Het meisje dat van lezen hield had leeshonger en geen boek. Dokter Lubbers kwam op controle om te kijken hoe het met de geelzucht was. Hij zei dat het meisje plassen moest op een po die niet in huis was en een pan was te onhygiënisch met de dokter erbij en de afwasteil was te vies. Het meisje voelde de schrik van haar moeder, het ongeduld van de dokter. Ze leidde hem af met de vraag of zij de enige in Tiel was met geelzucht. De dokter had nog meer patiënten met geelzucht.
‘Dan ben ik dus ook een patiënt,’ zei ze.
Dat gaf nieuw elan. De dokter klaarde op en de moeder kwam blij terug met iets in haar handen waar de dokter van op keek.
Wat het was, weet ik niet meer, misschien een ongebruikte, schone vaas, het grijze geval dat ze eens op een verjaardag gekregen had, maar bloemen kochten we niet, die waren best duur. Misschien was het een weckpot, mijn moeder weckte niet, maar ze kreeg wel eens een pot van een buurvrouw met glibberige boontjes erin.
Wat het ook voor een plasopvangding was, de opening was zo smal dat ik als een hoepel moest zitten om te zien of ik goed mikte. Ik had me achter het bed geposteerd, maar de dokter zag genoeg om tegen mijn moeder te zeggen dat ‘ze’ lenig was.
Mijn moeder en de dokter en de kan met plas gingen de trap af en ik wachtte in spanning tot de buitendeur dicht sloeg. Het duurde raar lang voor ik haar voetstap op de trap hoorde. Ze kwam binnen met een koninklijk gebaar en in haar handen een bordje met een boterham erop, met stroop. Een mijlpaal na zes weken groente, fruit en gelatinepudding. Alleen al zoals mijn moeder het uitsprak! Nog mooier dan die keer dat ik haar vertelde dat Ot en Sien een heerlijke boter-ham met een glas klok-ken-de melk tot zich hadden genomen. Mijn moeder zei toen dat ze kon horen hoe heerlijk dat was en smeerde voor mij ook een boter-ham-metje en schonk een glas met klok-ken-de melk in. Ik was een slechte eter, maar dit ging erin. Deze boterham was zonder boter, de stroop zakte er dwars doorheen. Ik likte mijn vingers erbij af, kreeg acute buikpijn en mijn moeder zong haar Groningse toverlied, terwijl ze op een speciale manier over mijn buik wreef:
Ai mienai mienokkelie‘k heb zo’n pien in mien bokkelie
ik wil dai en doe wilst mie
drei moal in de rondte van je ain, twai, drie
Ik werd wakker van een geur die mijn neus prikkelde, mijn keel, mijn buik, mijn alles, een heerlijke geur, een hartige geur, een geur die zin gaf. Mijn moeder zat op mijn bed met mijn eerste kopje soep, tomatensoep waarvan ze alle vetogen had gelepeld tot er geen enkel oogje nog in dreef.

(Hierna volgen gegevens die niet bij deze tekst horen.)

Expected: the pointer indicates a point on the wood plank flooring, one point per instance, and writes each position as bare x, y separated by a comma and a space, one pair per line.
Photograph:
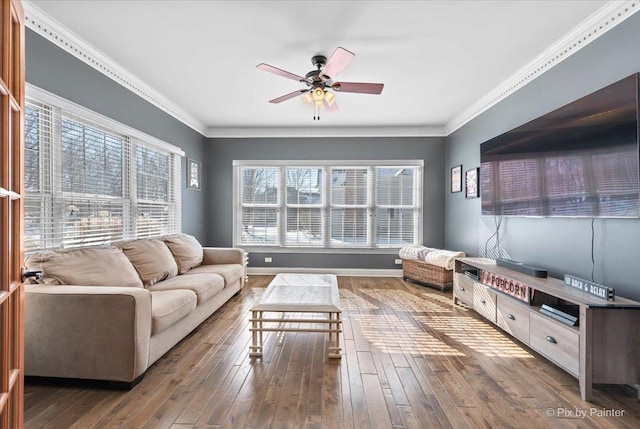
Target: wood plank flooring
409, 360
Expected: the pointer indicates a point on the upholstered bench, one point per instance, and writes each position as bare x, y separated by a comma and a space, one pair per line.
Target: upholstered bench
428, 266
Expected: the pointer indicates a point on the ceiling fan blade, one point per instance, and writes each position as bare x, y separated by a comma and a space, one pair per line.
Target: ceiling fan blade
330, 107
288, 96
359, 87
338, 61
280, 72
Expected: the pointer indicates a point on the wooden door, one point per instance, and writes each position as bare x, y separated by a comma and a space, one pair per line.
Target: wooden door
11, 212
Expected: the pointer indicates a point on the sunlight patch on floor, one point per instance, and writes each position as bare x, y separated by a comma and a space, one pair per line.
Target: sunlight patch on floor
404, 301
475, 334
353, 301
390, 334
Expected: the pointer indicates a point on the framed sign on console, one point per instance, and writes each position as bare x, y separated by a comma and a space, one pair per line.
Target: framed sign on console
472, 190
456, 178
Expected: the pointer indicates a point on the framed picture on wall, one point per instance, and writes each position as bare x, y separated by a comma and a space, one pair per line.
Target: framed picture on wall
456, 178
194, 177
471, 183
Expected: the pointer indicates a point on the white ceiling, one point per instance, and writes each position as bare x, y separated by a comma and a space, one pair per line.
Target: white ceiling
439, 60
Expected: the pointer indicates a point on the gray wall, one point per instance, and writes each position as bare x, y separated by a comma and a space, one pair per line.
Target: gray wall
54, 70
220, 153
561, 245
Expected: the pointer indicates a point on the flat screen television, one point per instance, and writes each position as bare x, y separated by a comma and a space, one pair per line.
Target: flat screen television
580, 160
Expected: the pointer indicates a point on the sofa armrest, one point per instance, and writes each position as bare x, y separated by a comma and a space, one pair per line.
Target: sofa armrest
89, 332
226, 255
223, 255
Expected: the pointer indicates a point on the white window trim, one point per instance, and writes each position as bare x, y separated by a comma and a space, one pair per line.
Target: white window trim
46, 97
418, 195
134, 138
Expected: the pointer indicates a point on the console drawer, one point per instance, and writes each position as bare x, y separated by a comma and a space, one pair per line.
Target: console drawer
484, 301
560, 344
513, 318
463, 289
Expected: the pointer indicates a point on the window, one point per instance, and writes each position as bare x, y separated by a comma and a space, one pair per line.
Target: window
327, 204
90, 180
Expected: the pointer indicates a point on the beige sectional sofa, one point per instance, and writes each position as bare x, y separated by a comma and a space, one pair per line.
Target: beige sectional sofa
109, 312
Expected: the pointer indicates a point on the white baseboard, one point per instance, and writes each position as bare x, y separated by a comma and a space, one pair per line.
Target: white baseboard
354, 272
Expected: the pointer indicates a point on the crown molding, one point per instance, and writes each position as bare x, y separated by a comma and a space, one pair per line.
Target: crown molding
352, 272
280, 132
49, 28
603, 20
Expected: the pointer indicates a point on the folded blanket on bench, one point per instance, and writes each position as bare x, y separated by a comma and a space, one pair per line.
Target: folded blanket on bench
439, 257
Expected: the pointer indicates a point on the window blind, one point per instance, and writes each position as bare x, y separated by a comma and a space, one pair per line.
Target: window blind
89, 184
327, 204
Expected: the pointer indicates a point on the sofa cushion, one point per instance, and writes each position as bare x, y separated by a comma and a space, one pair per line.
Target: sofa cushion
91, 266
205, 285
151, 258
186, 250
230, 272
169, 306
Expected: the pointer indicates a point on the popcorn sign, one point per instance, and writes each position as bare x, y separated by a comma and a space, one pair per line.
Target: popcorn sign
505, 285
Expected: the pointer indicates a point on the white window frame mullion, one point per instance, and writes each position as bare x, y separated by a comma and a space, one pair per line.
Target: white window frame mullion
176, 191
372, 218
326, 206
130, 174
282, 206
57, 195
418, 185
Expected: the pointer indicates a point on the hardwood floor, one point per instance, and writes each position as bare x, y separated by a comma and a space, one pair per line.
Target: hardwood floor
410, 360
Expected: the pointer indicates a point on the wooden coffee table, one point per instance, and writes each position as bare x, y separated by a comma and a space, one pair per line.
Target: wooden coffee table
298, 293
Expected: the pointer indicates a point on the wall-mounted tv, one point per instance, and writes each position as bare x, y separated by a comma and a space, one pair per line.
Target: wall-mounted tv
580, 160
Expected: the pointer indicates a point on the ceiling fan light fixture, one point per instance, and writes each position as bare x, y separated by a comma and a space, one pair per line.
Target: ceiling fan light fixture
330, 98
317, 94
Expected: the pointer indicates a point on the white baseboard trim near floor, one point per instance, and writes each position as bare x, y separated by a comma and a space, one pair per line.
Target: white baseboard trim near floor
355, 272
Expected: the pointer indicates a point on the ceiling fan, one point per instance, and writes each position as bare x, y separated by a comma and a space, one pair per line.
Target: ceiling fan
321, 80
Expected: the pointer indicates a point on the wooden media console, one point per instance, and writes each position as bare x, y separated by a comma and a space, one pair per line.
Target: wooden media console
603, 344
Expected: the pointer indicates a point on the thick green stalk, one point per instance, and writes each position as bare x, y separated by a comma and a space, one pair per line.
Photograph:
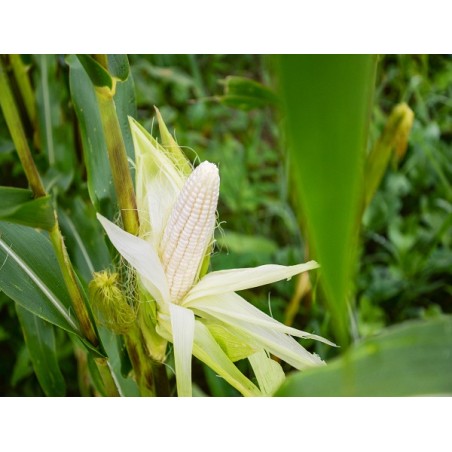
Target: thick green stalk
16, 129
117, 156
14, 124
149, 375
23, 82
109, 384
72, 286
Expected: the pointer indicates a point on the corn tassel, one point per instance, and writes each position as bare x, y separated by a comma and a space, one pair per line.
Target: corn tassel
189, 230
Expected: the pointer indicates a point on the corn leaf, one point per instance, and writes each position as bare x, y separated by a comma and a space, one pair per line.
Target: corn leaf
31, 277
19, 206
327, 105
410, 359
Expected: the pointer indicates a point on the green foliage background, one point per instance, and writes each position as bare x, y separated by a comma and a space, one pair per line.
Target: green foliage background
405, 259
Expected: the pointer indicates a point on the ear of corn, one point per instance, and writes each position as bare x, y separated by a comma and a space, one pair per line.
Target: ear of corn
189, 230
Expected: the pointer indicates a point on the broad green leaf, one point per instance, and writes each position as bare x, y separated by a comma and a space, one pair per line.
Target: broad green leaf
19, 206
125, 103
100, 183
30, 275
327, 105
410, 359
246, 94
40, 340
98, 75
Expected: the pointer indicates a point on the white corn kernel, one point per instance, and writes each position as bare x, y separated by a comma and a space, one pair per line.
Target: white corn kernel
190, 228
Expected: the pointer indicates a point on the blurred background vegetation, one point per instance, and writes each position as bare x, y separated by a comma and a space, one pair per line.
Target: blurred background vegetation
405, 258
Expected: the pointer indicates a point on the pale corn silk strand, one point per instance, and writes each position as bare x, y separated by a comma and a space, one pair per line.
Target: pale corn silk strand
189, 230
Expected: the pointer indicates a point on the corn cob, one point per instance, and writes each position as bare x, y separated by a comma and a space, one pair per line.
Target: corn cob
189, 230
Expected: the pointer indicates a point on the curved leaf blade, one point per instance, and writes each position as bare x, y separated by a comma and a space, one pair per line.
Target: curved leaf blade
410, 359
327, 102
98, 75
40, 340
19, 206
30, 275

Met tranen van geluk at ik het.
Dit was het begin van de week dat ik aan moest sterken, de fijnste week van mijn leven. Elke dag bracht nieuwe tranen van geluk en verdriet en emoties die niet te benoemen zijn – niet van de boterham met stroop, niet van de magere soep, zelfs niet omdat ik mijn kamertje elke dag een kwartiertje langer uit mocht, het kwam door mijn vader …
2 reacties
Of ik mijn eigen verhaal lees, ik had ook zes weken de geelzucht en lag boven in een kamertje. Alleen mijn moeder mocht bij me komen en ik had een stok waarmee ik op de vloer kon tikken als ik iets nodig had. Mijn dagen gevuld met lezen, lezen en nog eens lezen. Na die zes weken kreeg ik voor het eerst een warme maaltijd…..spruitjes, die ik daarvoor niet lustte. Wat een feestmaal na al die bulgaarse yoghurt met een beschuitje.
Dat wist ik niet van jou, Marjan! Schept een band. Wat een goed idee van die stok! Maar tegelijk ook droef… Spruitjes…., zo apart dat je dat nog weet hè.
Jij had een heel ander dieet, ik had ook wel eens een beschuitje met bulgaarse yoghurt gelust! En jij een appel, of een banaan of een wortel, rauw wel te verstaan…
En jij las dus ook de hele tijd. Heb jij niet gepunnikt? Breien ging niet in bed en haken was haar ding niet. Ik weet nog dat wij alle uitgehaalde wol van de hele buurt kregen, voor dat zieke ‘meske’ wat Tiels is voor meisje… Lieve groet!